Jika hal ini pernah terjadi padamu, izinkan aku menggambarkan apa yang terjadi padamu.
Waktu berlalu begitu cepatnya sampai aku tak pernah merasa telah mewarnai hariku hari ini. Begitu pula kemarin dan kemarinnya lagi. Seperti kehilangan semangat hingga tak tahu harus melakukan apa. Segalanya terasa tak lagi menarik. Meski terkadang hati ini berbisik “ingin”, tapi yang kulakukan hanya terpekur diam dan tak melakukan apapun.
Rasanya sulit ketika harus menceritakan kembali bagaimana rasa bahagia itu. Seperti hal itu telah lama sekali kita tidak ingat. Semuanya jadi membosankan, monoton, tak ada lagi gairah untuk berjalan cepat, tertawa lepas.

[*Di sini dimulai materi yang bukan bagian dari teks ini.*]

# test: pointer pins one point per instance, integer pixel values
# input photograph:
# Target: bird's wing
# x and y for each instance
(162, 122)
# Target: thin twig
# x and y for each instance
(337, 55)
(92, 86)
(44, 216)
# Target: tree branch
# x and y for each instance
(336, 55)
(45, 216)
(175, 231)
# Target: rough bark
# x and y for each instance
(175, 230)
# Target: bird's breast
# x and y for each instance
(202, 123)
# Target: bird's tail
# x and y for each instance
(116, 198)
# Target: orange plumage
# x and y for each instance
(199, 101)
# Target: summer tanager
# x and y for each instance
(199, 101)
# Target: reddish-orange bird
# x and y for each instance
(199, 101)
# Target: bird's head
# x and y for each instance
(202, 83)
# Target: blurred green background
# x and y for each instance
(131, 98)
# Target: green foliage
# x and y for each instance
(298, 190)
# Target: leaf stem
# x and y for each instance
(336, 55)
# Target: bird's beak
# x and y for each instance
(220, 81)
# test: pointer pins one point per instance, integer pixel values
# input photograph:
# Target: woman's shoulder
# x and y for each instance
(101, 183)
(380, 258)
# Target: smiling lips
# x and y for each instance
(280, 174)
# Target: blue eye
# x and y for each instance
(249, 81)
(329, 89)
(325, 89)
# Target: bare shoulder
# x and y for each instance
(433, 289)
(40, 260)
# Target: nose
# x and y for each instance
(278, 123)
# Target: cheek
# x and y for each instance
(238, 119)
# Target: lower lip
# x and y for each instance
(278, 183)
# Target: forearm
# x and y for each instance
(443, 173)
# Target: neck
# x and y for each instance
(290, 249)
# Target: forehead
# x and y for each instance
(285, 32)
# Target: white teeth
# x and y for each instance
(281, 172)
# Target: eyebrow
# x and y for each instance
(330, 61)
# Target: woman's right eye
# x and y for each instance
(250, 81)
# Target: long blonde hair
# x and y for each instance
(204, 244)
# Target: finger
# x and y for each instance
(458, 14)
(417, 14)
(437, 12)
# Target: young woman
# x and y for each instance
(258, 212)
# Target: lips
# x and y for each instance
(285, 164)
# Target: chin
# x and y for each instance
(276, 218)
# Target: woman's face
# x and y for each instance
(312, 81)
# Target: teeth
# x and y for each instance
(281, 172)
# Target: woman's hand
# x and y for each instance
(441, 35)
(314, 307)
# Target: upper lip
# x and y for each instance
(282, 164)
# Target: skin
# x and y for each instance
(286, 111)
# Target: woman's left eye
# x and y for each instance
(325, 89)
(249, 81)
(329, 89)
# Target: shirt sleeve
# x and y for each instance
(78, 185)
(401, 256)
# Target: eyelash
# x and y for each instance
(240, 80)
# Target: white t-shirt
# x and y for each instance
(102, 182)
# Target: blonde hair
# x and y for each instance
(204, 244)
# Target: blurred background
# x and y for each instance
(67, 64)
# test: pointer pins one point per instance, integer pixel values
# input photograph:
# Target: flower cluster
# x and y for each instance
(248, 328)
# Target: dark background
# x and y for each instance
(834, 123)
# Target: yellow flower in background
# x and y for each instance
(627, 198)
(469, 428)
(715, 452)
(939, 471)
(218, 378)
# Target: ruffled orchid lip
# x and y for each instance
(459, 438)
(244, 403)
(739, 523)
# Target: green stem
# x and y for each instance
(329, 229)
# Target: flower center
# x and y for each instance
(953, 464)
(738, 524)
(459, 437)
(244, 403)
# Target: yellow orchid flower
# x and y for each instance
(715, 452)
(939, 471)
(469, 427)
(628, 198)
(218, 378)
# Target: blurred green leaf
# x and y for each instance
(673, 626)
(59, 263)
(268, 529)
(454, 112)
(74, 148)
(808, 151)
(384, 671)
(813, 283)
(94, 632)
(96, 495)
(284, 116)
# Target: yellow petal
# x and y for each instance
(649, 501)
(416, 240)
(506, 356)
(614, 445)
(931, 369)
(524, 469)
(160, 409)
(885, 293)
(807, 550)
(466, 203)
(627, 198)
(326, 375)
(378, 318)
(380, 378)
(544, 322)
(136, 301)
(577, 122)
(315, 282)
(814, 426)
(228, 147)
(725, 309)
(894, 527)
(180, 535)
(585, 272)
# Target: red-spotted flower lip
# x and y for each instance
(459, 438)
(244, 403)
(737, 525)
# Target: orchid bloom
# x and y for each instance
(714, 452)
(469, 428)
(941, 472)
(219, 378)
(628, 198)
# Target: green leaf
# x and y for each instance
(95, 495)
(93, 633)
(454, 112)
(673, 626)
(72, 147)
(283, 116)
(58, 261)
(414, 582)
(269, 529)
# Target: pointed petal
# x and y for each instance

Pernahkah kau mengalaminya? Saat semuanya terasa hambar. Saat tak ada hal lain yang ingin dilakukan selain diam dan mencoba melamunkan apa yang ingin dilamunkan. Mencoba menerka – nerka apa yang sedang otak kita pikirkan. Mencoba mencari apa yang ingin kita inginkan. Tapi akhirnya jalan terakhir yang dilakukan hanyalah diam, dan menatap apapun dengan pandangan kosong. Dan menganggap apapun seperti bergerak cepat sedangkan kita terjebak dalam dunia kita sendiri. seperti melihat dunia ini hanya dipenuhi dua warna. Hitam dan putih.
Sendiri itu ternyata tidak menyenangkan. Dan sendirian ternyata memiliki keadaan yang lebih parah dari itu.
Saat merasa kesepian, dalam diam otak ini membangun semua hal seperti apa yang diinginkan. Yang tidak terjadi dalam kenyataan. Tapi akhirnya semuanya hancur dengan kata bosan. Bosan tidak melakukan apapun. Bosan tidak tahu harus melakukan apa. Bosan karena tidak tahu harus bagaimana. Semuanya jadi serba rumit dan akhirnya mempengaruhi ego kita. Memaki keadaan adalah jalan yang selalu dipilih untuk mengekspresikan perasaan.
Tahukah kalian saat aku menulis ini akupun sedang memaki keadaan?
Karena aku sangat tak suka diam. Benci sendiri, apalagi sendirian.
Jika kalian ada yang sangat bisa menikmati rasa sendiri itu, tolong ajarkan padaku.